I was surprised to see that density of wine in high quality wines had a positive effect since residual sugars had a negative effect and high sugar is usually associated with high density while alcohol makes wine less dense. I wonder if concentration of grape skin pigments make for more dense more aromatic wine while residual sugar stays low.

Final Plots and Summary

Plot One

Here we see alcohol greatly raises the quality of wines with the help of citric acid. Citric acid caps off lower in the high quality wines compared to the other levels of wine quality but the numbers cluster above mid level for citric acid. That being said, citric acid doesn’t make great wine by itself but it certainly seems to be a popular variable while it is within a certain range when deciding if it is a high quality wine

Plot Two

Here we see sulphates playing a role similar to citric acid in that it isn’t maximized in high quality wines but just the right amount, within a small range, elevates the wine quality along with alcohol.

Plot Three

Here we see citric acid and sulphates positively effecting the quality of wine but within a small range compared to average and low quality.

Reflection

Overall, I found that alcohol plays a great deal in raising red wine quality along with a little help from citric acid, density, and sulphates. Obviously, alcohol alone does not determine a high quality wine. Some things to consider from looking at these results are that alcohol is volatile and therefor can fume aromatics more potently. Low levels of sugar with high quality wines yet density increasing with alcohol and quality suggests other elements, like, perhaps the concentration/thickness of the grape skins that give it high tannins, deep color, and aromatics.

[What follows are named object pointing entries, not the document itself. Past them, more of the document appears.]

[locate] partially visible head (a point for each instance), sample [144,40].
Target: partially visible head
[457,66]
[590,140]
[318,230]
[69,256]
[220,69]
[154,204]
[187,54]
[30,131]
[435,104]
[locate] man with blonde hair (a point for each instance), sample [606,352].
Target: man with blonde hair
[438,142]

Another assumption I deduce from seeing low levels of sulphates in high quality wines but the need for them to be present in high quality wines is, we all know aged wines are generally considered “higher quality” wine, so I suggest the sulphates did their job well preserving the wine and as the wine aged the sulphates dissipated. Wines that never had enough sulphates in them probably oxidized early on and became less favored. Wines that had a lot of sulphates probably had too much added or where not aged well enough for the sulphates to dissipate. It seems the quote at the beginning of my analysis rings true that high quality wines are well balanced.

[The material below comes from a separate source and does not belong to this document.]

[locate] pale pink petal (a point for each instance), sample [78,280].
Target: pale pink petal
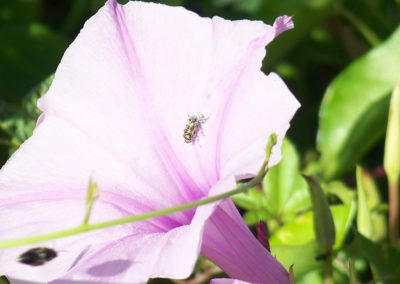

I think the most difficult part of this analysis was to focus in on certain points and not over thinking it. Data can be shown in many ways and still be made sense of so it was difficult having such a variety to choose from. For further analysis of red wine quality, new variables like grape varietal, terroir, harvest season, statistics on the weather of each year the grapes where harvested, etc. could make a significant impact on determining what variables makes wine quality high.